About 10 per cent of Switzerland's full-time workforce receive a pre-tax wage of less than 4,000 francs, according to a statistics-office report for 2010. When adjusted for purchasing power, the Swiss proposed wage would amount to $14.01 (€10.13) an hour. That's more than the minimum wages in Luxembourg and France, at $10.60, and Australia at $10.20, according to 2012 data from the Organization for Economic Cooperation and Development.

With income inequality growing among developed economies, according to the OECD, minimum wages are on the table in other countries as well. In the UK, prime minister David Cameron has increased it to £6.5 (€7.87) per hour, the first time it has been raised more than inflation since 2008.

In the US, president Barack Obama is pushing for an increase in the $7.25-an-hour federal minimum to $10.10, while German chancellor Angela Merkel's cabinet backed a national minimum of 8.50 euros.

George Sheldon, professor of economics at the University of Basel, said the Swiss proposal would be counterproductive.

“Unemployment among the unskilled is increasing,” he said in a phone interview. “The solution to their problem can’t be to make them more expensive.”

National referendums, a key element of Switzerland’s political system, are held four times a year. In a country that’s home to about 300 banks, voters often side with employers. In 2012, for instance, they voted down a proposal to require employers to offer six weeks of paid vacation.

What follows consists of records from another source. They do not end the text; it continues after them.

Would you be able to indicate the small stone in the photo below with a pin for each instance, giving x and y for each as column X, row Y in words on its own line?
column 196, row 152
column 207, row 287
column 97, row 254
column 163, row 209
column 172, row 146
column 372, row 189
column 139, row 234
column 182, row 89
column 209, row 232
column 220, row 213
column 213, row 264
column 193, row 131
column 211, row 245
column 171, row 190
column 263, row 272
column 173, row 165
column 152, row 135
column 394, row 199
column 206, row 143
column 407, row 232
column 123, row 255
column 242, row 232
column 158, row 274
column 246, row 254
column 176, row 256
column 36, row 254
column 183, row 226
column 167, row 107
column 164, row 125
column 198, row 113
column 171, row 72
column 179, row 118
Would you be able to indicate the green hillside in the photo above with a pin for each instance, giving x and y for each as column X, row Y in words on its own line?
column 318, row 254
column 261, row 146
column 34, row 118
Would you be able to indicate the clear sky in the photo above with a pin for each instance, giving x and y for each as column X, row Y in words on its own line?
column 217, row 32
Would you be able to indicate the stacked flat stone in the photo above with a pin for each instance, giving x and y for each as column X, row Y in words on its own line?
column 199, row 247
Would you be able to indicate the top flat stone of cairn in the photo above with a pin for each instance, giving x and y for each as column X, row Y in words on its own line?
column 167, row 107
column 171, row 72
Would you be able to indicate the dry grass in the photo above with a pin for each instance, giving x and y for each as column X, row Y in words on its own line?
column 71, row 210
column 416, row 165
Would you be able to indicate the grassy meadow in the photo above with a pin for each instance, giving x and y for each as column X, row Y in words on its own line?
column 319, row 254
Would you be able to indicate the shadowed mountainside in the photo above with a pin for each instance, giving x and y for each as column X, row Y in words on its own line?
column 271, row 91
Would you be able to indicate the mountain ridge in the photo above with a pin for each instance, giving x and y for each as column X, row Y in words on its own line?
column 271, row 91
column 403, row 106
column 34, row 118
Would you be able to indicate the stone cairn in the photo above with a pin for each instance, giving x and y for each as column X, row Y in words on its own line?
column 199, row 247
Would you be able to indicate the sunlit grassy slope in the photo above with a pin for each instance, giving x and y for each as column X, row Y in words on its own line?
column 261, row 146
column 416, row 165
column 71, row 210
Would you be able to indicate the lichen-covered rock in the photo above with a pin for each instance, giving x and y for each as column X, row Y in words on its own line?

Last year, though, voters approved the so-called fat-cat initiative, which gave shareholders a binding vote on managers’ pay and blocked big severance packages. They did reject a measure to limit executives’ pay to 12 times that of junior employees.

Despite being home to multinational corporations such as KitKat-candy-maker Nestle and drugmaker Novartis, Switzerland gets two-thirds of its employment from small and medium-sized enterprises. The Association of Swiss Cleaning Companies, Allpura, opposes the minimum wage, saying it would lead to job cuts and worse working conditions. It says employees in the sector earn between 18.50 francs and 26.50 francs per hour.

Big companies including Nestle, Novartis and Swatch Group are against the measure too, saying it will hurt the economy.

"State intervention in the liberal economic system also goes against the market economy principles of our society that have been so successful to date," Novartis spokesman Dermot Doherty said.